To say this performance was unprecedented would be putting it mildly: Yelich holds the top 120 spots on the Brewers’ all-time list in this category (the 121st belongs to Prince Fielder, who homered 52 times in 162 games from September of 2006 through September of 2007). Yelich was more than just an all-or-nothing slugger during this hot season, however. He batted .338 with a .430 on-base and .714 slugging, collected 210 hits, scored 133 runs, drove in 142 and went 33-for-37 stealing bases.
Cecil Cooper’s 237 hits
While teammates Robin Yount and Paul Molitor each eclipsed 3000 hits for their respective careers and went to the Hall of Fame, Cecil Cooper holds the Brewers’ record for most hits over a span of 162 games. From September 11, 1979 through September 27, 1980, he collected 237 hits. Molitor’s best during his time in Milwaukee was 232, in a stretch that partially overlaps with Cooper’s. Yount’s best was 229, from May of 1982 through the following May.

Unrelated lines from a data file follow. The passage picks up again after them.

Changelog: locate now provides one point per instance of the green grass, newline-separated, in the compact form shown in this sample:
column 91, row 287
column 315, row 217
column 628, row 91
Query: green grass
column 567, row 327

Cooper’s record stretch really highlights just how good the 1980 Brewers were on offense. In addition to the aforementioned Yount, Molitor and Cooper the Brewers also had Ben Oglivie and Gorman Thomas, who combined to hit 79 home runs and finished first and third in the American League in that category. Despite scoring the American League’s third-most runs (811) and allowing the fourth fewest (682) that team went just 86-76 and finished third in the AL East.
Paul Molitor’s 148 runs scored
The Brewers’ franchise record for runs scored in a 162-game span belongs to Robin Yount, who scored 149 from the end of May in 1982 through the beginning of June in 1983, a stretch largely overlapping with his MVP season listed above. Right on his heels, however, is his longtime Brewers co-star. Molitor scored 148 times between June 19, 1987 and July 10, 1988.
This span includes one of the most-discussed hot streaks in Brewers’ history, Molitor’s 39-game hitting streak in July and August of 1987. He scored 43 times in those contests and continued to serve as “the ignitor” in the Brewers’ offense for much of the season that followed. Molitor’s finish to the 1987 season was so striking that he finished fifth in the AL MVP voting despite missing more than a quarter of the season.